The trick to solving the game

The trick is to notice what is happening on each turn of the game.

In the version with the numbers 1, 2, 3 worked out above, we can notice something interesting about the sum of the numbers in the list.

The original sum of all the numbers is 6, an even number.

When Bob moves, the resulting sums can either be 4–if he picks (1, 2) or (1, 3)–or the sum can be 2–if he picks (2, 3). In either case, the sum of the numbers is even.

And after Alice moves, we showed the resulting number must be even as well, which is why she loses.

This suggests a pattern: the final number, as well as every intermediate sum, will have the same parity (the property of being odd or even) as the sum of the original list.

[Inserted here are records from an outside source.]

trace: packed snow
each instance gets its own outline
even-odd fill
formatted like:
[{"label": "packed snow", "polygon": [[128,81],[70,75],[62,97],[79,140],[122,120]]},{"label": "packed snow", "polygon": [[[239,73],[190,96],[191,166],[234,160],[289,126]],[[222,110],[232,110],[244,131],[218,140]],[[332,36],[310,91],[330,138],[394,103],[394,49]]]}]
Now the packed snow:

If true, that means Alice wins if the original list has an odd sum, and Bob wins if the original list has an even sum.

But how can we prove this is true?

Proof that parity is unchanged / invariant

Suppose the original sum of the numbers is labeled S.

On Bob’s turn, he removes two numbers x > y from the list, and he writes another number (x – y).

This means Bob’s action reduces the original sum S by the following:

x + y – (x – y) = 2y

The thing to notice is that 2y is an even number, which means the parity of the sum is unchanged by a move in the game. In other words:

–If the original sum S was even, then each turn it is reduced by an even number. As an even minus an even is also an even number, this means every intermediate sum will be an even number. Hence, the final number must be even as well.

–If the original sum S was odd, then each turn it is reduced by an even number. As an odd minus an even is an odd number, this means every intermediate sum will be an odd number. Hence, the final number must be odd as well.

Answering the original questions

1. What strategy should Alice and Bob have for the game?

This is something of a trick question.

Alice and Bob have no particular strategy for play: the game is decided by the parity of the sum of the initial list.

Note that if the initial list is 1, 2, 3, . . ., N, then its sum is N(N+1)/2. The parity of this number decides who wins the game.

2. Is there a winning strategy?

Again this is a trick question as the moves are irrelevant to the outcome.

Arguably, the winning strategy is to influence the choice of the initial list, and hope the other person doesn’t notice.